Calgary Herald

‘Everybody is worried’ about pig virus as pork conference wraps up in Banff

- AMANDA STEPHENSON astephenso­n@postmedia.com Twitter.com/AmandaMste­ph

BANFF Alberta’s first case of a contagious viral disease that has killed millions of pigs in the United States is casting a shadow over an internatio­nal pork conference in Banff this week.

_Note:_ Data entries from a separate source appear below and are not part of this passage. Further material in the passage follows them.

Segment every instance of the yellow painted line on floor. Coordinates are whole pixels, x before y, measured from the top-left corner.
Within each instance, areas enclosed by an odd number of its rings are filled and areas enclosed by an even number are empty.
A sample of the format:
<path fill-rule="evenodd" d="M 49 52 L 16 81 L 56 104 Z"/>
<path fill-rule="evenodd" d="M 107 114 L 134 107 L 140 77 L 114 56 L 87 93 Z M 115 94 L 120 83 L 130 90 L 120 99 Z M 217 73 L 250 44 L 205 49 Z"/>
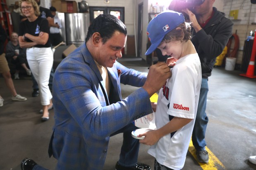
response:
<path fill-rule="evenodd" d="M 150 98 L 151 102 L 157 102 L 157 99 L 158 98 L 158 95 L 156 93 L 154 93 Z"/>
<path fill-rule="evenodd" d="M 201 166 L 203 170 L 218 170 L 218 165 L 221 166 L 224 169 L 225 169 L 225 167 L 223 163 L 220 161 L 219 159 L 217 158 L 215 155 L 208 148 L 206 147 L 206 149 L 208 152 L 209 155 L 209 162 L 208 163 L 203 163 L 198 162 L 198 163 Z M 189 143 L 189 151 L 194 157 L 195 159 L 196 160 L 196 149 L 193 145 L 192 140 L 190 140 Z"/>
<path fill-rule="evenodd" d="M 158 97 L 158 95 L 156 93 L 155 93 L 150 98 L 150 101 L 151 101 L 151 102 L 157 102 Z M 208 154 L 209 155 L 209 162 L 208 163 L 203 163 L 198 162 L 198 163 L 202 168 L 202 169 L 203 169 L 203 170 L 218 170 L 218 166 L 219 167 L 220 166 L 221 166 L 224 169 L 225 169 L 225 167 L 222 163 L 220 162 L 219 159 L 218 159 L 206 147 L 206 149 L 208 152 Z M 190 142 L 189 143 L 189 151 L 190 152 L 195 159 L 197 161 L 196 149 L 193 145 L 192 140 L 190 140 Z"/>

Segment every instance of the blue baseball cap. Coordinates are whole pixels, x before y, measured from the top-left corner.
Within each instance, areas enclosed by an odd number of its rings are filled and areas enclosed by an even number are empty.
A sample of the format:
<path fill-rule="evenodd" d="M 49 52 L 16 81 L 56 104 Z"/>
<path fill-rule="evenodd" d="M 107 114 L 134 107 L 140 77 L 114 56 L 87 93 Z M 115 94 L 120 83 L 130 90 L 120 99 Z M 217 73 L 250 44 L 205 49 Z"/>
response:
<path fill-rule="evenodd" d="M 145 55 L 153 52 L 169 32 L 185 22 L 182 13 L 171 10 L 165 11 L 156 15 L 148 26 L 147 34 L 151 45 Z"/>

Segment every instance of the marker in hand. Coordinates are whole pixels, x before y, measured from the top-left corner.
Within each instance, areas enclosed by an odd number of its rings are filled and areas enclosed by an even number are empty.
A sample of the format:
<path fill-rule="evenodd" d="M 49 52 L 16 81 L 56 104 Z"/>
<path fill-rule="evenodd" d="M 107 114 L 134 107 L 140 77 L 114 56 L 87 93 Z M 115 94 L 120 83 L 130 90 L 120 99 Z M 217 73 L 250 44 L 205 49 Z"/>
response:
<path fill-rule="evenodd" d="M 168 67 L 169 67 L 169 68 L 172 68 L 173 67 L 173 66 L 171 66 L 171 65 L 169 65 L 169 66 L 168 66 Z M 149 67 L 148 67 L 148 69 L 149 69 Z"/>

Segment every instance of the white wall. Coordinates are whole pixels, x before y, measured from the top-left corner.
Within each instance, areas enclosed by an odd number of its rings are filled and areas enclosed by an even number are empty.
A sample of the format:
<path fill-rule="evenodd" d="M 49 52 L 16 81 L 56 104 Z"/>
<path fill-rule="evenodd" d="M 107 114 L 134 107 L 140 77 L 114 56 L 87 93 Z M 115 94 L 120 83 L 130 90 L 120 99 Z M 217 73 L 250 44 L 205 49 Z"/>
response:
<path fill-rule="evenodd" d="M 41 0 L 41 4 L 46 5 L 47 1 Z M 14 4 L 15 0 L 7 0 L 7 5 Z M 77 2 L 81 0 L 76 0 Z M 110 3 L 105 4 L 103 0 L 86 0 L 91 6 L 121 7 L 124 7 L 124 21 L 127 26 L 128 35 L 135 35 L 137 37 L 138 26 L 138 6 L 141 3 L 143 3 L 143 23 L 142 24 L 142 47 L 141 56 L 146 60 L 146 56 L 144 55 L 146 51 L 146 44 L 148 37 L 146 33 L 146 28 L 148 23 L 148 14 L 150 12 L 151 4 L 155 5 L 158 2 L 160 5 L 169 6 L 170 0 L 110 0 Z M 239 20 L 232 20 L 234 23 L 233 33 L 237 32 L 240 39 L 240 49 L 237 56 L 237 63 L 242 63 L 242 47 L 244 41 L 251 30 L 256 29 L 255 25 L 251 23 L 256 22 L 256 5 L 251 4 L 249 0 L 215 0 L 213 4 L 218 10 L 226 14 L 226 17 L 229 18 L 229 14 L 231 10 L 239 10 Z M 43 5 L 42 5 L 43 6 Z M 135 15 L 134 16 L 134 15 Z M 135 22 L 134 19 L 135 19 Z"/>

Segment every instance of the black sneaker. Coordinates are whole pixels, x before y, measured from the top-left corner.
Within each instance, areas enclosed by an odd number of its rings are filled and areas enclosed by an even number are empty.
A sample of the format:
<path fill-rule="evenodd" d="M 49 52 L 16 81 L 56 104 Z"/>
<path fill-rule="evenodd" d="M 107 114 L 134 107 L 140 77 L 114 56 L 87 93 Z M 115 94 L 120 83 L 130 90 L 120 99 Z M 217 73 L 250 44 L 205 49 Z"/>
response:
<path fill-rule="evenodd" d="M 196 151 L 196 157 L 199 162 L 207 163 L 209 162 L 208 152 L 205 150 Z"/>
<path fill-rule="evenodd" d="M 26 158 L 24 159 L 20 164 L 22 170 L 32 170 L 37 164 L 31 159 Z"/>
<path fill-rule="evenodd" d="M 36 97 L 39 95 L 39 89 L 38 88 L 34 88 L 32 93 L 32 97 Z"/>
<path fill-rule="evenodd" d="M 115 164 L 116 170 L 150 170 L 151 169 L 150 166 L 139 162 L 135 166 L 132 167 L 122 166 L 119 165 L 118 161 Z"/>

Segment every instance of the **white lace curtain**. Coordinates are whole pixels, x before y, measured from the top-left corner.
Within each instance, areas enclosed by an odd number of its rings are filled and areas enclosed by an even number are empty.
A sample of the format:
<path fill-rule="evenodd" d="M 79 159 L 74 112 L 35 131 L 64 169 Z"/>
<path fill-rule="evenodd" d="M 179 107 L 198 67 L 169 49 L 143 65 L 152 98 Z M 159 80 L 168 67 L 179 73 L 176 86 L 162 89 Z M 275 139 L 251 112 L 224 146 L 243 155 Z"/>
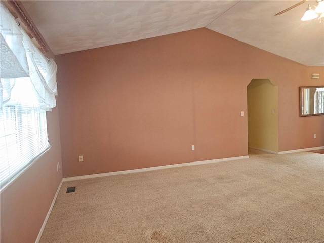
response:
<path fill-rule="evenodd" d="M 0 109 L 9 101 L 13 79 L 29 77 L 40 107 L 51 111 L 56 106 L 56 71 L 53 59 L 45 57 L 0 3 Z"/>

“Everybody is worried about it,” said Brent Moen, chair of Edmonton-based Western Hog Exchange and one of approximat­ely 720 delegates from around the world attending the Banff Pork Seminar, an annual event organized by the University of Alberta that runs through Thursday at the Fairmont Banff Springs.

“One case in Alberta today, if it’s left unchecked and we don’t get control of it, it could really spread extremely fast and financiall­y cripple the industry.”

A provincial laboratory test confirmed the presence of porcine epidemic diarrhea, or PED, at a 400-head hog operation in Alberta on Monday. Though the location of the farm has not been disclosed, sources confirmed Wednesday it is somewhere in central Alberta.

Although this is the first reported case of PED in Alberta, the disease has long struck fear into western Canadian pork producers. The virus — which kills up to 100 per cent of nursing piglets that catch it, though older animals can recover — began sweeping the United States in 2013, with 200 to 300 cases per week reported between 2013 and 2014. It killed so many animals, it drove up the price of pork and bacon.

Dr. Egan Brockhoff, a veterinari­an with Red Deer-based Prairie Swine Health Services and a speaker at the Banff conference, said he could feel the “anxiety ramp up” after the news of the PED discovery began to spread. While PED has no implicatio­ns for human health, food safety or market access, its high communicab­ility and mortality rate among piglets make it financiall­y and emotionall­y devastatin­g for producers.

“For the people that are in the room that are farmers, they ’re terrified that they’re going to track it home to their farm,” Brockhoff said. “For people whose whole living is to drive pigs, to haul pigs, they’re terrified they’re going to be the ones to get it on their truck and move it. For the people here that sell feed to the farmers, they ’re terrified the virus is going to get into their feed mills.”

The first Canadian cases appeared in Ontario in 2014. Manitoba, Prince Edward Island and Quebec have also had cases. P.E.I. and Quebec managed to get control of the disease, while Manitoba saw it spread significan­tly in 2017, reporting 80 infected premises that year.

However, Darcy Fitzgerald, executive director of Alberta Pork, said Alberta has a better chance of containing the virus since its hog farms are spread farther apart than in Manitoba, where the industry is denser.

“We also have a lot of experience looking at this,” Fitzgerald said. “We’ve watched the U.S. when they went through this in 2013 and then we learned a lot from Eastern Canada’s experience­s starting in 2014.”

Key to the containmen­t is biosecurit­y, since the virus is typically spread through fecal-oral transmissi­on and can be moved place to place by contaminat­ed manure on transport trucks or even the sole of a shoe. An investigat­ion is underway to determine how PED arrived in Alberta but, in the meantime, all producers are being cautioned to be doubly careful with truck washing and with biosecurit­y procedures on their farm.

As for the affected farm, pigs are being contained on-site and Fitzgerald said many of the piglets that have been infected are being euthanized to minimize their suffering.

Dan Majeau, who has been raising hogs since 1992 on his family farm northwest of Edmonton and also serves as chair of Alberta Pork, said the situation will be incredibly difficult for the family that operates the infected farm. They will struggle not only with the financial difficulti­es of losing at least part of their herd, but also with the emotional strain.

“As farmers, we raise animals, we care for them, so anytime they’re under threat or you lose an animal, you personally feel it,” Majeau said.

“It’s the hardest thing to go through.”